Меня очень забавляли мои собственные попытки быстрого выполнения арифметических действий с помощью хитрых приемов, а в особенности состязание с Хансом. Однако заметить что-либо, что упустил он, и указать ему на ответ мне удавалось крайне редко, но, когда все же удавалось, он от души смеялся. Он обладал уникальной способностью почти всегда находить ответ на любую задачу в пределах одного процента. Для него это не составляло особой сложности: каждое число было близко к какому-то другому, которое он знал.

Однажды я пребывал в особенно хорошем расположении духа. В техническом отделе был обеденный перерыв, и я не знаю, как такая идея могла прийти мне в голову, но я заявил: “За шестьдесят секунд я могу дать ответ с точностью до 10 процентов на любую задачу, которую кто-либо сумеет сформулировать за десять секунд!”

Люди начали давать мне задачи, которые казались им сложными, например, проинтегрировать функцию типа 1/(1+x4), которая практически не изменяется в названном ими диапазоне. Самой сложной задачей, которую мне дали, было определить биномиальный коэффициент x10 в выражении (1 + x)20. Я это сделал ровно за 60 секунд.

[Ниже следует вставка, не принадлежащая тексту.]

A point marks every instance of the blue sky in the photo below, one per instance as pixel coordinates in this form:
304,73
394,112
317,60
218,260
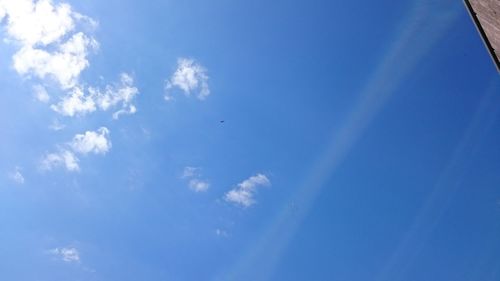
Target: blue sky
360,141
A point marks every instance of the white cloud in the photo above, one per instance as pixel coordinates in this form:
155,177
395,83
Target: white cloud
75,103
56,125
190,172
244,193
80,102
63,158
96,142
221,233
195,183
52,45
41,93
198,185
17,176
37,23
69,255
189,77
63,65
121,94
40,29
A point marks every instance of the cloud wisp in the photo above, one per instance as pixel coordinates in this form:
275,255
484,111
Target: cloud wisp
243,194
66,254
96,142
81,101
16,176
190,77
195,183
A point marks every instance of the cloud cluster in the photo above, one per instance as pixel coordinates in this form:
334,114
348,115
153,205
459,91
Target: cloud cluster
52,44
69,255
245,191
189,77
193,175
81,101
49,44
96,142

Все давали мне задачи, я чувствовал себя великим, когда в столовую вошел Пол Олам. До приезда в Лос-Аламос какое-то время Пол работал вместе со мной в Принстоне и всегда оказывался умнее меня. Например, однажды я в рассеянности играл одной из мерных лент, которые при нажатии кнопки, возвращаясь в рулетку, врезаются в руку. Лента все время слегка поворачивалась, и мне было немного больно. “Ой! – воскликнул я. – Ну и осел же я. Я продолжаю играть с этой штукой, а она каждый раз причиняет мне боль”.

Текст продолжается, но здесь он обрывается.